Il ignorerait même, le pauvre Messori, la sociologie religieuse: il n'aurait pas encore compris que l'Amérique Latine est le véritable centre de l'Eglise Catholique d'aujourd'hui, même si le nombre des latino-américains qui se déclarent catholiques diminue par l'effet du prosélytisme capillaire des sectes protestantes (en fait, c'est peut-être à cause de cela que Boff considère que l'Amérique Latine est à l'avant-garde).

Le christianisme et la théologie auraient fait de grands pas en avant en Amérique Latine (au Brésil qui est la patrie de Leonardo Boff, au Pérou qui est la patrie de Gustavo Gutierrez, et en Argentine qui est la patrie de Jorge Mario Bergoglio) parce qu'ils ont su écouter l' "Esprit", grâce aussi à la culture autochtone (pré-colombienne) qui aurait libéré l'Eglise des abstractions doctrinaires de la théologie européenne, allemande en particulier (la cible polémique est Benoît XVI, que Messori mentionne avec affection), sachant interpréter l'Evangile en syntonie avec les instances de libération des masses populaires.
Soit dit entre parenthèses, car ce n'est pas très important ici, le mythe de la théologie latino-américaine autochtone est immédiatement et involontairement démenti par Boff lui-même lorsqu'il cite comme unique autorité théologique son maître Johan Baptist Metz, initiateur en Allemagne de cette "théologie politique" de laquelle dérivent les théologiens de la libérations sud-américains, tous formés en Belgique, France et Allemagne, en commençant par le péruvien Gustavo Gutierrez.
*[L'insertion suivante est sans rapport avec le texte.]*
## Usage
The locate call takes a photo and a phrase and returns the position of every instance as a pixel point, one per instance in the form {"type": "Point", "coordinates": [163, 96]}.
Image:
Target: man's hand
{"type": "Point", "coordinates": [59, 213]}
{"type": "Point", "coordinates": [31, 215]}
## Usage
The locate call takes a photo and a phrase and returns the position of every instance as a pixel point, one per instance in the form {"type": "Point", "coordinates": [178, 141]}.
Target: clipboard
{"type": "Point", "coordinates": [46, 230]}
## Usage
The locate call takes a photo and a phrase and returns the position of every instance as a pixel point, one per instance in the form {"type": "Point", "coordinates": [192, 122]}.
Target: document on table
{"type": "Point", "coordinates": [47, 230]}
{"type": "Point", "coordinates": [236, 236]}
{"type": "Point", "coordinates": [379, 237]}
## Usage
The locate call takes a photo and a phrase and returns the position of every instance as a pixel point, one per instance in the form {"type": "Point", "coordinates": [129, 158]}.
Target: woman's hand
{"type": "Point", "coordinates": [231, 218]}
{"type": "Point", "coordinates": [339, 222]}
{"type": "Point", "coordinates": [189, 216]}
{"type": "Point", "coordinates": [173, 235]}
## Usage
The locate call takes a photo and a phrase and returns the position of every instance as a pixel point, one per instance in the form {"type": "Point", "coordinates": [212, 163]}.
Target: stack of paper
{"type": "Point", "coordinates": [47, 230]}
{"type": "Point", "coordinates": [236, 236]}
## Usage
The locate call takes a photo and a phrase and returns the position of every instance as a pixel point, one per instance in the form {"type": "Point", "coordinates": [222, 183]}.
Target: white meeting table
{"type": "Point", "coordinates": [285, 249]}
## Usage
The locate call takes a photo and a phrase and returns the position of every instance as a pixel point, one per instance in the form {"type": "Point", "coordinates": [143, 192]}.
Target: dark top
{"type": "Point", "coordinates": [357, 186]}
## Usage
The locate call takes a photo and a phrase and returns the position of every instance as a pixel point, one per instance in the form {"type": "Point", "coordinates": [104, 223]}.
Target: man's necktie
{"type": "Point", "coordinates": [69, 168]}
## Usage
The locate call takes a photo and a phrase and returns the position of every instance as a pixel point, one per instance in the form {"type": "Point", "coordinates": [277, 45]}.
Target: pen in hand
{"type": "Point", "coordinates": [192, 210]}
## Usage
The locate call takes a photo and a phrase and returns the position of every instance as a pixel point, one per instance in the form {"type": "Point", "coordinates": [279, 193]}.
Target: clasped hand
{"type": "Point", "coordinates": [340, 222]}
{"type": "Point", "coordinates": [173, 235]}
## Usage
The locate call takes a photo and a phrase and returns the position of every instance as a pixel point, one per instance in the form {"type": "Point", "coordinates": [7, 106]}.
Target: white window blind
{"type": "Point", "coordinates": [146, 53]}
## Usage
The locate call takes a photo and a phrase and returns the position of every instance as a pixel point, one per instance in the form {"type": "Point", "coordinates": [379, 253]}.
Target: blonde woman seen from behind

Et n'est-il pas du centre-Europe, allemand en fait, Karl Marx, l' inspirateur premier de la "théologie de la libération"?

Refermons cette parenthèse sarcastique. Le seul discours sérieux est le discours théologique, tout d'abord parce que l'approche théologique est la seule qui m'intéresse lorsqu'on parle d'actualité ecclésiale et de possibles changements de la doctrine de l'Eglise, et ensuite parce que l'argument principal du discours de Boff est justement la "voix de l'Esprit", que le Pape Bergoglio aurait écouté docilement alors que ses prédécesseurs, en particulier Benoît XVI, l'auraient ignoré, enfermés qu'ils étaient dans le "christo-centrisme", qui pour Boff signifie dogmatisme, juridisme, traditionalisme, centralisme vatican.

Je me demande: à quoi sert, théologiquement parlant, de s'arroger l'exclusivité dans l'interprétation de "ce que l'Esprit dit aux Eglises"? Et encore, à quoi ça sert, théologiquement parlant, d'opposer à la doctrine dogmatique et morale de l'Eglise sa propre interprétation des desseins de l'Esprit Saint? De tels discours sont compréhensibles, même si illogiques, dans la bouche d'hérétiques ou de schismatiques, des propagandistes d'une des nombreuses sectes qui ont envahi l'Occident chrétien, vaguement apparentés avec le christianisme ou directement inspirées du bouddhisme, mais pas dans la bouche de celui qui se présente comme catholique, et théologien en plus.

La norme fondamentale d'un discours authentiquement théologique, comme je j'ai expliqué dans mon traité sur la Vera e falsa teologia (Vraie et fausse théologie) (où Boff n'est pas cité, mais le sont ses maîtres), est l'intention d'illustrer de manière rationnelle la vérité révélée par Dieu en Jésus Christ, Lequel a confié l'interprétation authentique de son Evangile à son Eglise, c'est à dire à ses Apôtres et à leurs légitimes successeurs, les évêques en communion avec le Pape, qui bénéficie, même individuellement, du charisme de l'infaillibilité.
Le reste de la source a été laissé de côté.